Everyone's acting was fantastic, the plot was incredible and everything about it made me question how Australia could possibly have made it. I mean we are notorious for creating crap films and then telemovies like 'Jessica' and 'Mary Brant' come along and you just go "aaaaah, thank god!" A well deserved 9/10, I hope channel 10 get the ratings and accolades they deserve for this.
*** This review may contain spoilers ***
In shades of blue the story begins with Mary Broad (Romola Garai)
running from the law after stealing a bonnet through the bleak English
landscape. For her crime she is sent to Botany Bay as a convict on the
First Fleet and it is on this journey that the story begins. It is here
she meets the British Naval Officer Clarke (Jack Davenport) and William
Bryant (Alex O'Loughlin), whom she later marries.

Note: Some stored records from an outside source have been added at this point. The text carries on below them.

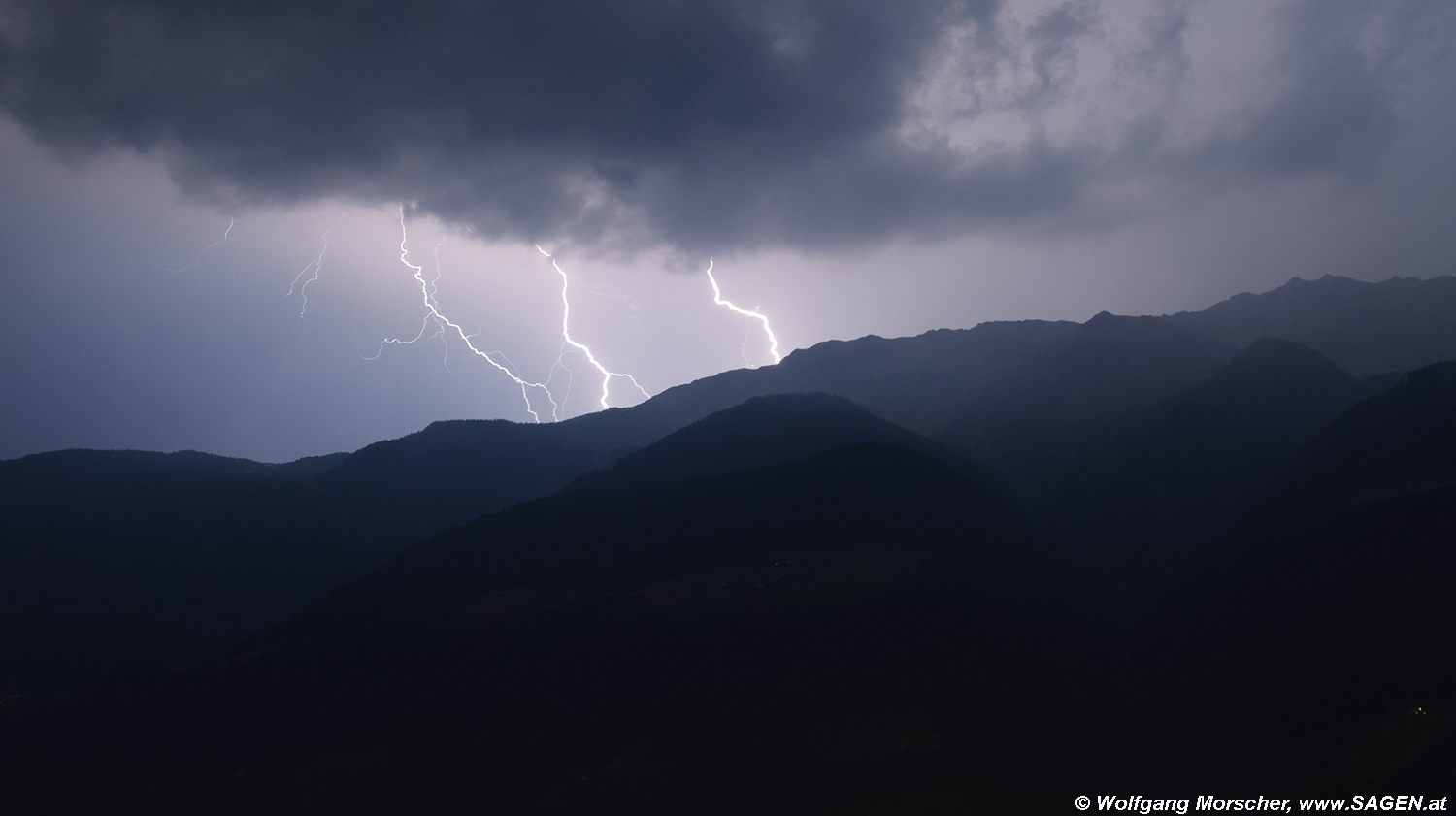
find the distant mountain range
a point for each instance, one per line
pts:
(925, 573)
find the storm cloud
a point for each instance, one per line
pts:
(708, 125)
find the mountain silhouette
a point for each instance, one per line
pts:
(1168, 480)
(762, 432)
(911, 574)
(1312, 627)
(1397, 325)
(136, 562)
(782, 638)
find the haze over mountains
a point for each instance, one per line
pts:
(922, 573)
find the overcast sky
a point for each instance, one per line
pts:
(172, 174)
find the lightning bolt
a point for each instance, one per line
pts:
(445, 325)
(227, 236)
(718, 299)
(567, 340)
(317, 267)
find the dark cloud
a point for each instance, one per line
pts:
(712, 124)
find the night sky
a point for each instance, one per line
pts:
(171, 168)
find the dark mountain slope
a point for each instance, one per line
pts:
(1328, 611)
(1027, 420)
(760, 432)
(128, 559)
(1397, 325)
(862, 626)
(1168, 480)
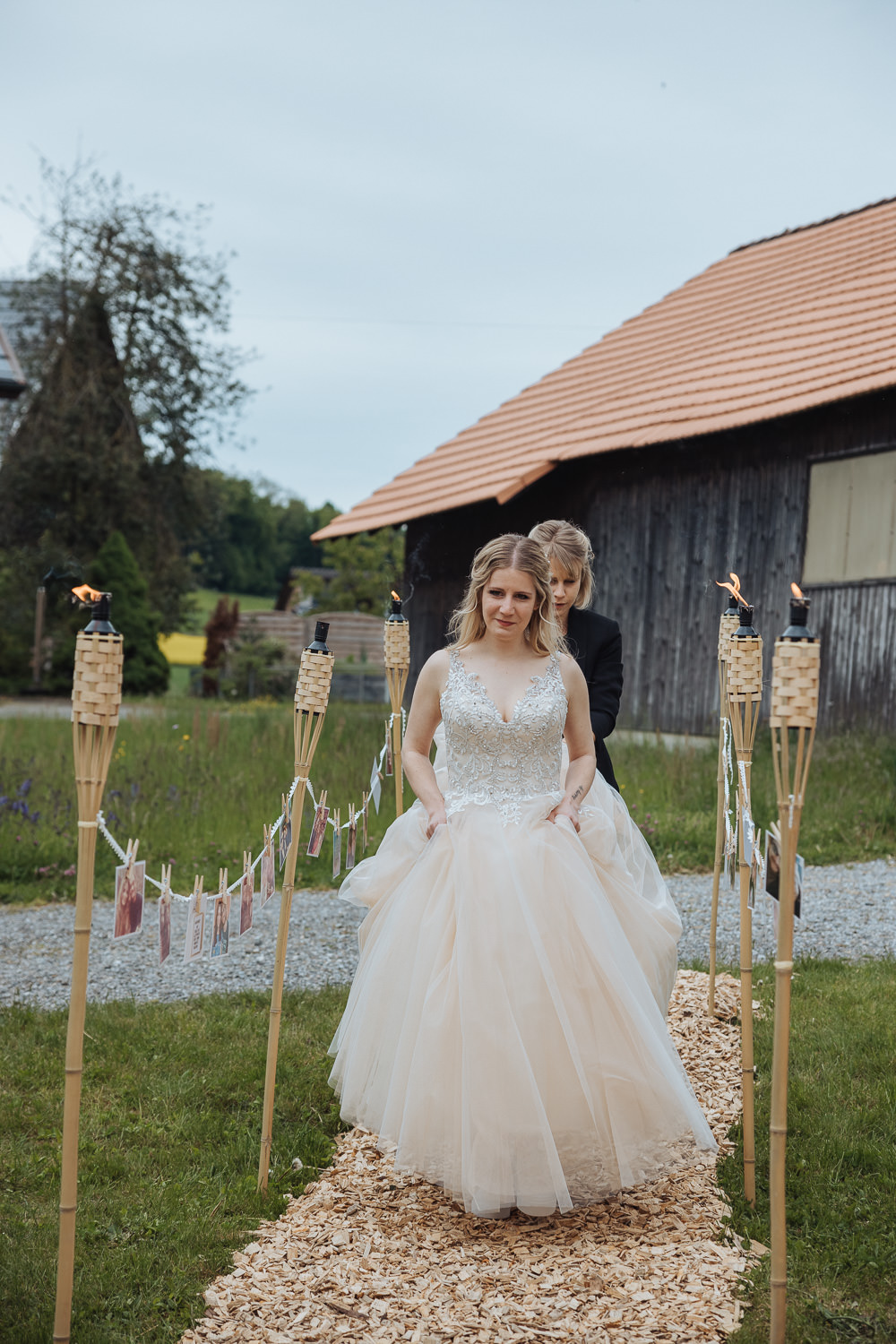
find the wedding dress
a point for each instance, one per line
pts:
(505, 1030)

Garai (as always) is mesmerizing as the desperate Mary Bryant, with an indomitable will to protect the futures of her children from poverty at all costs. The determination of this character is supported with strong performances from O'Loughlin and Davenport. But it is Alex O'Loughlin who remains, in my mind, a stand out.
He is truly captivating as William Bryant, a man that is quietly unsure of him self. He is to a degree searching for self validation in the most masculine sense but this is somewhat complicated by living his determined and strong willed wife Mary.
Directed by Peter Andrikidis (who also directed the Australian two part movie 'Jessica'), there has in many ways, never been a more confronting imagery presented on Australian screens. Particularly the scene whereby Andrikidis captures the terror and brutality reaped on the women convicts by the men while the British Officers passively look on. Trust me when I say that the poignancy of this scene will stay with you forever! Acting to dispel any romanticized ideals (and we all have at some time or another) of early settler life in Australia, especially for women.
Despite these accolades there is something amiss in this account of Mary Bryant's story which I can not exactly pin point. Perhaps it could be something of a naivety in Garai's portrayal, an innocence which acts to unintentionally undermine the veracity of Mary Bryant. Or maybe it is Sam Neil (who I think was better left at Jurassic Park!) as a Governor Phillip that fails to evoke any real emotion within the audience towards his character.
At the same time there is this sense that the story was cut short before it was ready. There is not real detail into Mary's trail when she returns to England, despite is importance to the story. It almost seems as though the producers got to the end, ran out of money (which would not be surprising considering the current state of the Australian Film Industry!) and had to rush the ending, leaving the audience feeling somewhat let down.
Yet, while there is faults in this interpretation (lets not forget the pearly whites of our convicts, a very unlikely depiction!) there is no doubt in my mind that it is worth seeing. In reality it is as much an English story as it is Australian. So if you're looking for some great performances and want to enjoy a great story of, love, betrayal and determination, Mary Bryant is well worth watching!